Vasily Smyslov, a Russian Grandmaster and former World Chess Champion (from 1957 to 1958) used to say that in chess, we have four strong weapons. These are:
- The check,
- The double attack,
- The pin,
- The unprotected pieces.
I hope that the first weapon (the check) is a pretty straightforward idea. You should attack the King in order to checkmate him.
In many cases, the King or other pieces can run away from a threat. For example, we attack a Bishop and he moves away. We attack him once again and he escapes the threat one more time! Therefore, we need a stronger attack. This stronger technique is the double attack.
Double attack and its scenarios
When we attack two of our opponent’s pieces with one our piece, we call it a double attack. We have three possible scenarios.
In the above diagram, we can see that White’s Queen is attacking both the Black’s Knights. Black can save only one of the Knights, but not both at the same time. The Black’s pieces are unprotected.
In the above diagram, Black’s Queen from the b6-square is threatening the White’s King on g1 and the White’s Bishop on b2. Please note that this scenario is a little different from the previous one because we are threatening the King. The attack on the King is a very powerful and forcing method.
In scenario 1, Black can choose which of the two Knights he would like to keep on the board. Probably he will choose to save the Knight that is closer to his King. In scenario 2, White should protect his King and, after that, Black can capture the Bishop.
Scenario 3 is a combination of the first and second scenario. Here, we can see the idea. White’s Queen is threatening to checkmate on h7 and the unprotected Rook on a8. Black is forced to protect the h7 square, so he will lose the Rook on a8.
Note: usually it’s the Queen that performs the attack in this third scenario.
These are the three main scenarios of the double attack. If we are lucky, these may appear in our games and we can find them easily. 🙂 In most cases, however, the chess game is little more complicated. Perhaps 1-2 forcing moves will happen and then we should see the double attack. Or a double attack will be combined with another tactical motif.
Practical example 1
White to play
In the first practical example, we can spot the unprotected Rook on e7. If we attack this Rook with the move Knight to f5, then it will escape, for he can move somewhere else. As the great American player used to say, “Chess is time”. By this, he meant that we may have a plan but the opponent has his own plan, too.
Here is a practical tip for you. If you would like to win some time, then you should attack the King! So here White plays the best move – Queen to f6. This is a double attack on the King and the e7-Rook.
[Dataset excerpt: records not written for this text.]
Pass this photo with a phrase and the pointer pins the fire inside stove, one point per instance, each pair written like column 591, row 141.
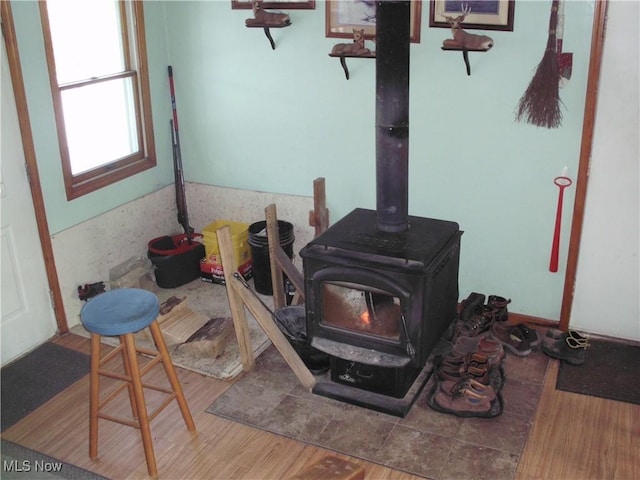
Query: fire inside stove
column 361, row 308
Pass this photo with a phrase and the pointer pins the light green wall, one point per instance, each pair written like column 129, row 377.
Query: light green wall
column 258, row 119
column 274, row 120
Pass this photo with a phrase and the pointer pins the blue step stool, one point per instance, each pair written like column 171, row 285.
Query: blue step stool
column 122, row 313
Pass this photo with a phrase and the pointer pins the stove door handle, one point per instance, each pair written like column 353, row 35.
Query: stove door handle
column 411, row 350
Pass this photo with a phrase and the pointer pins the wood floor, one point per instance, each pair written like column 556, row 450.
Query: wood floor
column 573, row 437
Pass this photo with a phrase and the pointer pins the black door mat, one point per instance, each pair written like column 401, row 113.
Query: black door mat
column 610, row 371
column 37, row 377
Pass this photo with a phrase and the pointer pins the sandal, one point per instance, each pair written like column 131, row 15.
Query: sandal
column 568, row 349
column 512, row 338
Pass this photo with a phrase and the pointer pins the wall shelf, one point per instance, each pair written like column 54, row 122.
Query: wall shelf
column 343, row 62
column 267, row 31
column 465, row 54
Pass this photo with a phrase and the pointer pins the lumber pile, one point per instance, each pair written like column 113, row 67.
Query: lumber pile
column 191, row 332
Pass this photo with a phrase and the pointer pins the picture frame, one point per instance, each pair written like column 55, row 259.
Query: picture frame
column 342, row 16
column 490, row 14
column 280, row 4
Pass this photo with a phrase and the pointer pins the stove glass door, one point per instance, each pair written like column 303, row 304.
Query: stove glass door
column 361, row 308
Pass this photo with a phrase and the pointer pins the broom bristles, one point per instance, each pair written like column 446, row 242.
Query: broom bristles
column 540, row 103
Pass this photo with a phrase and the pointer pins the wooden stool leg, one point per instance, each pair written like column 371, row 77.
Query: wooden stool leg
column 141, row 407
column 156, row 333
column 94, row 395
column 127, row 372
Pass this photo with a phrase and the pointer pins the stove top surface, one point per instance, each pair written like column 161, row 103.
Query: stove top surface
column 357, row 232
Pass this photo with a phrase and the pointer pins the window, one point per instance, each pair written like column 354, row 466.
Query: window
column 98, row 73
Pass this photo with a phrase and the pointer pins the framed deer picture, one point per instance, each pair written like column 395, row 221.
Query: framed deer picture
column 479, row 14
column 343, row 16
column 285, row 4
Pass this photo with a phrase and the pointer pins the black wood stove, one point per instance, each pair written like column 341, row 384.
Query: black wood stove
column 381, row 286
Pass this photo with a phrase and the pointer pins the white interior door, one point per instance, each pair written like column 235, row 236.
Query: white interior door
column 28, row 318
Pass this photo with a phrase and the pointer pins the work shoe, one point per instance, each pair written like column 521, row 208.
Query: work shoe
column 500, row 304
column 479, row 322
column 469, row 304
column 558, row 334
column 568, row 349
column 511, row 337
column 483, row 344
column 476, row 371
column 529, row 334
column 463, row 402
column 474, row 387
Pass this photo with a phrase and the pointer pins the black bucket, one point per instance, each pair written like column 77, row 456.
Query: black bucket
column 292, row 322
column 259, row 244
column 176, row 261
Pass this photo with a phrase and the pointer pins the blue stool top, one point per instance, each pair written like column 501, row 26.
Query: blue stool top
column 120, row 311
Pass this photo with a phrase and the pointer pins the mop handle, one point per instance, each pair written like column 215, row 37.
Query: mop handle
column 562, row 183
column 553, row 25
column 560, row 25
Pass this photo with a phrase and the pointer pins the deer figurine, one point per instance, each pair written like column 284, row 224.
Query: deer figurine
column 265, row 18
column 354, row 48
column 462, row 39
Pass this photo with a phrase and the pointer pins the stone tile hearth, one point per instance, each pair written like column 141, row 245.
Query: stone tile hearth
column 425, row 443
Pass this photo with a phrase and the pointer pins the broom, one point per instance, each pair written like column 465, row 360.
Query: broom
column 540, row 103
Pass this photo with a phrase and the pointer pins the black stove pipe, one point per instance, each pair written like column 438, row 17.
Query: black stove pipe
column 393, row 30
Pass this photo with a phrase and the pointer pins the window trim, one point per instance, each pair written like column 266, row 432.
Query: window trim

Black moves his Queen to g7, what else does he have?
So we can see the updated position in the diagram below. It is White’s turn. Will White capture the rook as he had planned to one move ago?
Of course not! Do you remember the anti-blunder technique? Before making a move, we should ask ourselves: “What is my opponent’s threat?” With his last move, Black is threatening checkmate on g2. This happens accidentally. Black hasn’t planned it ahead, as he was forced to cover his King.
When we play a chess game, and especially a blitz game, we have this passion – to make quick moves – and if we find a good idea, we feel great and are impatient to perform it as soon as possible.
Now we are in a relaxed mood because our clock is not ticking, so let’s think about this position once again. White would like to capture the rook on e7 but cannot do so right now. White should win time. How can we win time? Of course, this can happen by giving a check.
Therefore, White plays the best move, Queen to h4. Black is forced, once again, to cover his King, and then White captures the Rook on e7.